Mais notável é a tentativa de sustentação moral que o sistema de poder concentrador pretende dar à “reforma”. Segundo a falaciosa campanha, ela reduziria injustiças, ao retirar privilégios de altos funcionários e de oficiais superiores das Forças Armadas. Ora, os servidores públicos com maiores salários têm pleno direito à aposentadoria integral e às pensões, nada mais devendo pagar por esses “benefícios”, pois estes têm sido pagos com sobras. Estabelecer limites de idade para a aposentadoria dos atuais servidores, mesmo que tenham contribuído por 35 anos, é discriminar contra os que começaram a trabalhar mais jovens, ou seja, os originários das camadas mais desfavorecidas. Acabar com a paridade entre ativos e inativos acelera a erosão dos proventos destes, já reduzidos, como os dos ativos, pela inflação acumulada e pela ausência de reajustes.

Para entender por que alguém crê na “reforma” emanada da rua K, há que atentar, ainda, para outra ação perversa dos concentradores. A política econômica aviltou tanto os rendimentos do trabalho, que muita gente pensa serem fantásticos os salários mensais acima de 4 mil ou 5 mil reais. Não cogitam de que 60% disso são consumidos por impostos, taxas e contribuições, sem que, em troca, haja acesso a serviços públicos gratuitos,  a educação decente, pois o dinheiro vai para os encargos da dívida. Em resumo, o sistema de poder gerou miséria generalizada, e os poucos que ela ainda não assola são vistos como privilegiados, apesar de terem a vida sacrificada por dificuldades, quando não ceifada pela violência, sempre em alta, como os preços.

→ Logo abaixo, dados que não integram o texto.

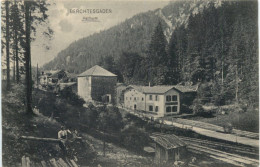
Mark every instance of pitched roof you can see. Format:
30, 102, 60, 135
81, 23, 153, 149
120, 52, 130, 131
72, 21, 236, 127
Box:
50, 70, 66, 78
153, 134, 186, 149
59, 82, 77, 90
128, 85, 198, 94
78, 65, 117, 77
174, 84, 199, 93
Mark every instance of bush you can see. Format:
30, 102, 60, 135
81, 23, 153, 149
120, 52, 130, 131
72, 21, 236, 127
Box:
98, 106, 124, 132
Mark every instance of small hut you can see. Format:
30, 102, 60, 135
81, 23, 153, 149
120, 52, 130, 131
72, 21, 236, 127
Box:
154, 134, 186, 163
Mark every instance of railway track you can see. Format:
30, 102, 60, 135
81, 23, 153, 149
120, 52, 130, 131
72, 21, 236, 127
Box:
151, 133, 259, 166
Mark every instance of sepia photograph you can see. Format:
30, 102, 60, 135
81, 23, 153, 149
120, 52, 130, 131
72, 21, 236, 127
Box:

Este é um dos efeitos mais terríveis da dominação globalizante: a ideia de que a miséria é o natural, e a justiça consiste em tornar todos miseráveis. Mais espetacular é que as pessoas não se deem conta da existência dos reais privilegiados. Esses residem no exterior, ou transitam entre fortalezas inexpugnáveis e ambientes inacessíveis. A mídia e os políticos amestrados encarregam-se de apresentá-los como benfeitores. Resultado: há ignorância sobre fatos como: 1) as 300 maiores empresas em atividade no Brasil têm receita líquida igual a 50% do PIB; 2) excetuada a Petrobras, ainda não de todo privatizada, esses 300 grupos quase não pagam imposto de renda de pessoa jurídica, mágica que obtêm transferindo ao exterior, como despesas, o grosso de suas receitas; 3) a arrecadação do imposto de renda das pessoas físicas é maior do que a das jurídicas; 4) na arrecadação destas, mais de 80% vêm das pequenas e médias empresas. A “reforma” tributária deixa tudo isso intocado.

Quando esses fatos são expostos a certas pessoas, elas denotam ainda mais seu temor aos concentradores e imaginam impossível limitar-lhes o poder. Muitas optam por dar de ombros à destruição do país, integrando, como cúmplices, a camada dos cooptados por vantagens equivalentes a milhões de dólares, migalhas comparadas aos trilhões dos potentados mundiais.